A few weeks ago, I applied for a new Udacity program about Private AI. Funnily enough, it's co-organized by Facebook - one of the top companies why Private AI is needed in the first place.

What is Private AI?

AI - or let's rather say Machine Learning - is built and trained on top of millions of data points. These data points are difficult to acquire and can be extremely expensive - unless you're at the source.

One reason why many big tech companies are doing so well in this space is their unlimited access to proprietary data. In many cases - think about you tagging your friends on FB/IG or solving a Google Captcha - your user base is even responsible for labelling that data. A process that is usually extremely slow and expensive.

While tech companies have gotten a little more cautious about it, there's (almost) nothing stopping them to take your data and train Machine Learning algorithms with it. If someone has to do data analysis - which is almost always needed - that means that potentially a Data Scientist is looking over your images. Scary - right?

Additionally, and maybe even more importantly, you are not in charge. If the service you are using will grab your data and train Machine Learning-powered weaponry with it - they can. The research lab that is applying AI to prevent cancer or other diseases? They get left out.

Private AI describes a set of methods, algorithms and encryption techniques, which allow it to train these Machine Learning models without ever possessing the data or having a look at it. Potentially, your data doesn't even leave your device (e.g. in case of Google Photos).

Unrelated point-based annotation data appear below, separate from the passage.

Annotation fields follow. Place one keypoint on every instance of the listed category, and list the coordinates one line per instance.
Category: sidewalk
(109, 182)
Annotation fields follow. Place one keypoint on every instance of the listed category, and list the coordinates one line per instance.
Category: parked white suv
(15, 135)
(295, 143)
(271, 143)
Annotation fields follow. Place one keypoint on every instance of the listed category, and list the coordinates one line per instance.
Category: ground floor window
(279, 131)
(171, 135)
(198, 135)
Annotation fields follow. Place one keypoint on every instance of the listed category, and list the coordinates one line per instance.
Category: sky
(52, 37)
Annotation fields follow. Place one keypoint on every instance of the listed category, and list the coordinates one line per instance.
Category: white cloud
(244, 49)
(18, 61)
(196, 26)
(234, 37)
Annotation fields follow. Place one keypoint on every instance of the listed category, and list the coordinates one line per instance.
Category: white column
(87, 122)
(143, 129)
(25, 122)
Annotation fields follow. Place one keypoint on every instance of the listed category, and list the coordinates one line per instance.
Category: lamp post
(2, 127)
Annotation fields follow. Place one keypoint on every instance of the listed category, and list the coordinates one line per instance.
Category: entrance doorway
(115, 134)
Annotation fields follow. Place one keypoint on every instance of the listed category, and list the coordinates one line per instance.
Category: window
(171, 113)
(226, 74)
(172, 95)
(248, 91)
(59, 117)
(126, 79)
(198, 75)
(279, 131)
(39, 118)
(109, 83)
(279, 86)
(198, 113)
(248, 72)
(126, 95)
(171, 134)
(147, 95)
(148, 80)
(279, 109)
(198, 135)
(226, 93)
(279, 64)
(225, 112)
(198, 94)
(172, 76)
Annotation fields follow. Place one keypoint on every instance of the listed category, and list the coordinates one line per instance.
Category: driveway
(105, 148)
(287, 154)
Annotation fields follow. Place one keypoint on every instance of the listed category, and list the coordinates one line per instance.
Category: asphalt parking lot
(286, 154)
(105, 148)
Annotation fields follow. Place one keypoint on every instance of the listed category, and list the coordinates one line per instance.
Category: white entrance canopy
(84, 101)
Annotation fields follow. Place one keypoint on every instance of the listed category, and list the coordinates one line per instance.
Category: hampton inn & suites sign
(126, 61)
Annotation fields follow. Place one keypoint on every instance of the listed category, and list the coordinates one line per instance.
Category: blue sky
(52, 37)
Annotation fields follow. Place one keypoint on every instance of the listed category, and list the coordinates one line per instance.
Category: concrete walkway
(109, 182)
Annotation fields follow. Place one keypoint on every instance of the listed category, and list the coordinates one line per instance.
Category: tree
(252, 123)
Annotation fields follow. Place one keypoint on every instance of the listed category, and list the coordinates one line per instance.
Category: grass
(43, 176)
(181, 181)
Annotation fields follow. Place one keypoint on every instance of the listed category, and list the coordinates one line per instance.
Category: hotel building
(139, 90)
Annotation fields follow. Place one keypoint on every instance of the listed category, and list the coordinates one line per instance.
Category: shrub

The folks at OpenMined have spent multiple years now perfecting a framework to do exactly that.

Why is it needed?

Data regulations are getting stricter. While business owners hate them (because it often needs more work and stricter processing of data), it's good news for consumers. Your data is getting safer, a lot of things that were allowed just 1-2 years ago can't be done anymore (or at least not without your consent).

On the downside, it's also getting more difficult for small businesses and startups to acquire data - many of which are applying AI for good, fun and helpful causes. Nowadays it's normal to use public datasets or scrape your own from various sources. While it's a grey area now, soon it's not going to be allowed anymore.

Private AI will make it possible for the consumer (or anyone with a proprietary data source), to decide on who to give your data too, without having the worry of the data getting stolen or sold. In many cases, you will even get paid for it. Especially small businesses will have an ethical and equally as expensive source for high-quality data.

Imagine getting a breast cancer scan - then making your scan available only to ethical research labs and getting paid for it. Nowadays the situation looks differently - your breast cancer scan is stored anyways, but often sold to the highest bidder and/or made available to everyone.

Selling your data - this might sound like something that you're not interested in, but the stigma about making your data accessible will change, once the consumer is in charge, the data is encrypted, safe and everyone knows how much their data is truly worth.